Carol: How do you think that things have gone for the Jewish people in Oregon?
RUBENSTEIN: Well, I really can’t speak for the entire lot, but the ones that I have been affiliated with or in contact with, they have never had any complaints. In what respect do you mean that it’s gone for the Jewish people? Are they failing anything? Culpepper Terrace isn’t good enough? 

Carol: I mean if you had any reflections on Jewish community life in Oregon, or on your own particular life as a Jew, in the state and in the city. 
RUBENSTEIN: I really don’t know just what to answer you on that, My Dear, because, like I said I never had any trouble with anybody. No one has ever accosted me saying, “You are a bad Jew.” If they had said it in back of me, to my back and not to my face, that didn’t bother me in the least because it was unbeknown, but I never had anyone discriminate or be prejudiced against me. In fact, I think I get along better with some of the non-Yiddishers than I do with the Yids. 

Carol: Why is that?
RUBENSTEIN: Because they speak my language better. I mean, they’re not so hung up on material things, the non-Yids, that’s why. If my house isn’t in a certain location, or I don’t have maybe $20 a yard wall-to-wall rugs, I could be looked down upon, but then the lot that I bought isn’t going to have wall-to-wall rugs either in Mt. Scott. When I get there the rug business will be out . . . 
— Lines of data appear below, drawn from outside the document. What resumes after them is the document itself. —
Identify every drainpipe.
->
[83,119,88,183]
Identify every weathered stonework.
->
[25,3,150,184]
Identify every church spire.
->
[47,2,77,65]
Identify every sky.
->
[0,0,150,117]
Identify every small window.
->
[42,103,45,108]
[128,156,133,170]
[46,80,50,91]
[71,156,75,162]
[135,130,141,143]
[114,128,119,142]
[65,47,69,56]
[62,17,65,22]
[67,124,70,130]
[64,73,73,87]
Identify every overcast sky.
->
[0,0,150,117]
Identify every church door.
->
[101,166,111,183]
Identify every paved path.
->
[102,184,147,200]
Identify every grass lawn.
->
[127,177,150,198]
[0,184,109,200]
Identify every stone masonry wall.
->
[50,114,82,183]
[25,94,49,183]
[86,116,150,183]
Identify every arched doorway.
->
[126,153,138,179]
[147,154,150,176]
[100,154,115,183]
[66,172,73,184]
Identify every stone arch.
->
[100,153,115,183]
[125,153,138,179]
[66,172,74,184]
Carol: When you compare your expectations of America, the dreams that you set out from Europe with and what’s happened to you and your family in this country, what do you think?
RUBENSTEIN: Well, it’s a little too late to think. I mean, the fish went back into the water, so to speak. The expectations we had, of course, were never met. Again I think we were much better off in this country than we would have been had we stayed there. Of course, we would have been annihilated completely through the Hitler regime. Eventually we would have to leave anyway, whether we got a passport or not. If you want me to reiterate my former statement to you? We made the best with what we had and what was more or less in store for us. We took things in stride. The way they had to be and we were satisfied. We never complained. I would never have thought that if I had had the chance, some years back, to go back to Poland, I would have refused a thousand times over. At least here we did have an opportunity to get some sort of a bit of an education and one is always, if they were well enough, was able to go out and get some sort of a job and help yourself. Whereas in Poland, chances are that that might have taken place too, had I been older, but leaving there at an early age, I didn’t know what would have come out of it. I am not a bit sorry here. Of course, naturally, a person’s eyes are open, you always think you are seeing that the grass is always greener on the other side of the fence. Of course, we were told some tall tales you know over there that’s why our expectations were so high, but thank God, as we say, the years have gone by and we have been satisfied and that’s all. Looking back doesn’t do any good. As they say, you have to look ahead and with a good optometrist you can look ahead a little bit.